Für die Vorstände und Geschäftsführer von Aktiengesellschaften und GmbHs gilt es § 15 ‍ a InsO zu beachten. Diese schreibt nämlich vor, dass sofern eine juristische Person zahlungsunfähig oder überschuldet ist unverzüglich, spätestens aber nach 3 Wochen nach Eintritt der Zahlungsunfähigkeit oder Überschuldung einen Insolvenzantrag zu stellen haben.
Das gleiche gilt für die organschaftlichen Vertreter der zur Vertretung der Gesellschaft ermächtigten Gesellschafter.

Die Insolvenzantragspflicht des § 15 ‍ a InsO gilt mithin nicht für Einzelunternehmer, eingetragene Kaufleute und Freiberufler.

Kommen Vorstände, Geschäftsführer oder organschaftliche Vertreter ihre Insolvenzantragspflicht nicht nach, so kann der Straftatbestand der Insolvenzverschleppung verwirklicht worden sein.

Auch die Verletzung von Buchführungspflichten nach § 283 ‍ b StGB kommen für diesen Personenkreis ebenso infrage wie eine Straftat nach § 266 ‍ a StGB, wenn insbesondere Sozialversicherungsbeiträge nicht mehr abgeführt worden sind.

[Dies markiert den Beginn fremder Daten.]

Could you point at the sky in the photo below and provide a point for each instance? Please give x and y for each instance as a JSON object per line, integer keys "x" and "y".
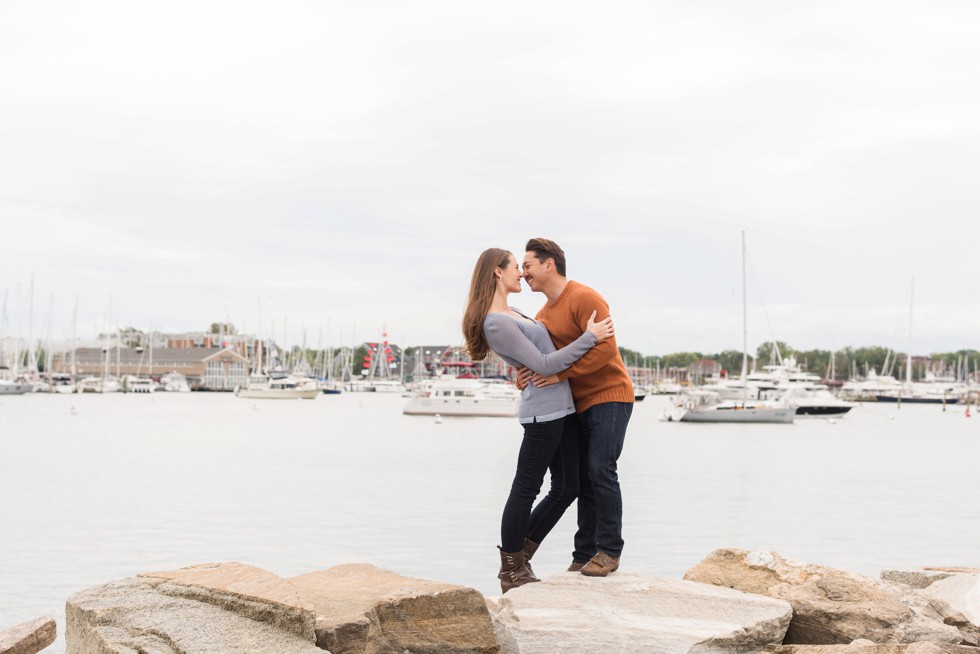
{"x": 323, "y": 171}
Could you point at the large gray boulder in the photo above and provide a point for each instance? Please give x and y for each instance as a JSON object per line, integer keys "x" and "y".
{"x": 958, "y": 587}
{"x": 28, "y": 637}
{"x": 832, "y": 606}
{"x": 904, "y": 648}
{"x": 231, "y": 607}
{"x": 572, "y": 613}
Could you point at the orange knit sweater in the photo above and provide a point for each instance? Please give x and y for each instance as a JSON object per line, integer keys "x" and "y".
{"x": 600, "y": 375}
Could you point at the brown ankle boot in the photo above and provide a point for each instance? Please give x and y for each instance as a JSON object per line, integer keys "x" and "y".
{"x": 530, "y": 547}
{"x": 513, "y": 571}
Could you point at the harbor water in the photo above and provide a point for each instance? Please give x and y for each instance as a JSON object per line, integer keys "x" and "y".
{"x": 95, "y": 488}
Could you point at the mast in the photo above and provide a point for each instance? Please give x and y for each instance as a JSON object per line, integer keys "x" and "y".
{"x": 745, "y": 331}
{"x": 74, "y": 323}
{"x": 908, "y": 357}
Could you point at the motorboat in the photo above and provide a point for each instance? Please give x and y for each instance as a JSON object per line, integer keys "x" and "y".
{"x": 813, "y": 400}
{"x": 287, "y": 387}
{"x": 707, "y": 406}
{"x": 174, "y": 382}
{"x": 10, "y": 386}
{"x": 134, "y": 384}
{"x": 450, "y": 396}
{"x": 98, "y": 385}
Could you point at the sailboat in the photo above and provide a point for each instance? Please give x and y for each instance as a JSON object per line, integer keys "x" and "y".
{"x": 707, "y": 406}
{"x": 929, "y": 391}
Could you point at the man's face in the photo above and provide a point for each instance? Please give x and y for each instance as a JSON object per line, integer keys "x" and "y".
{"x": 531, "y": 267}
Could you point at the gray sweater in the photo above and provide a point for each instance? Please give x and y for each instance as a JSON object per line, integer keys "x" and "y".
{"x": 526, "y": 343}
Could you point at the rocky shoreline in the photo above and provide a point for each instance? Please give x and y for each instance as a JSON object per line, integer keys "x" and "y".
{"x": 733, "y": 601}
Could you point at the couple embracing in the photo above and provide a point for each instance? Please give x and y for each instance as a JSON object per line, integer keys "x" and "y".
{"x": 576, "y": 402}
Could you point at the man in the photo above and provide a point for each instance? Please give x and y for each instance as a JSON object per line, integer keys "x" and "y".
{"x": 603, "y": 394}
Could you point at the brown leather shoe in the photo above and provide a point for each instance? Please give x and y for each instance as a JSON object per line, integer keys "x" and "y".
{"x": 530, "y": 547}
{"x": 513, "y": 571}
{"x": 601, "y": 565}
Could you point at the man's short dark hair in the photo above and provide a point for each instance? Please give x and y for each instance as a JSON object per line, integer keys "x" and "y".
{"x": 545, "y": 249}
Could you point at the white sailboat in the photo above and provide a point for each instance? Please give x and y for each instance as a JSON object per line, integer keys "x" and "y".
{"x": 450, "y": 396}
{"x": 707, "y": 406}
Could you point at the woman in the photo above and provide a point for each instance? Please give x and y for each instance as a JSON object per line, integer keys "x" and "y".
{"x": 550, "y": 436}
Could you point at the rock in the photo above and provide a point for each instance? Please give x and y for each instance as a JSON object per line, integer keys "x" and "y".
{"x": 626, "y": 612}
{"x": 959, "y": 587}
{"x": 28, "y": 637}
{"x": 909, "y": 648}
{"x": 361, "y": 608}
{"x": 144, "y": 614}
{"x": 914, "y": 578}
{"x": 833, "y": 606}
{"x": 231, "y": 607}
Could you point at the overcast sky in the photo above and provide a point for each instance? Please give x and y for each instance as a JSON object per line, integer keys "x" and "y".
{"x": 338, "y": 166}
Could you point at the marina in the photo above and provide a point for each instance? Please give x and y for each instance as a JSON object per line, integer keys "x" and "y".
{"x": 133, "y": 482}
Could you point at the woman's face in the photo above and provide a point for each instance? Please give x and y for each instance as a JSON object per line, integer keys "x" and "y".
{"x": 510, "y": 275}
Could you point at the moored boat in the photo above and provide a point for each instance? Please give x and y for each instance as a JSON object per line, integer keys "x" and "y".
{"x": 264, "y": 387}
{"x": 449, "y": 396}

Hier kann es auch sehr schnell zu einer Durchgriffshaftung auf das Privatvermögen von Vorständen, Geschäftsführern oder Gesellschaftern kommen.

Insbesondere aber macht sich beispielsweise nach § 64 GmbHG der Geschäftsführer einer Gesellschaft gegenüber der Gesellschaft zum Ersatz von Zahlungen, die nach Eintritt der Zahlungsunfähigkeit oder Überschuldung geleistet worden sind, insoweit schadensersatzpflichtig. Der vom Gericht bestellte Insolvenzverwalter wird in solchen Fällen entsprechende Forderungen notfalls bei den Geschäftsführern einklagen.

Eine Restschuldbefreiung ist für juristische Personen nicht vorgesehen. Insofern können aber Einzelunternehmer, eingetragene Kaufleute und Freiberufler unter den gesetzlich vorgesehenen Voraussetzungen ebenfalls Restschuldbefreiung wie ein Verbraucher, der ein Privatinsolvenzantrag gestellt hat, erlangen.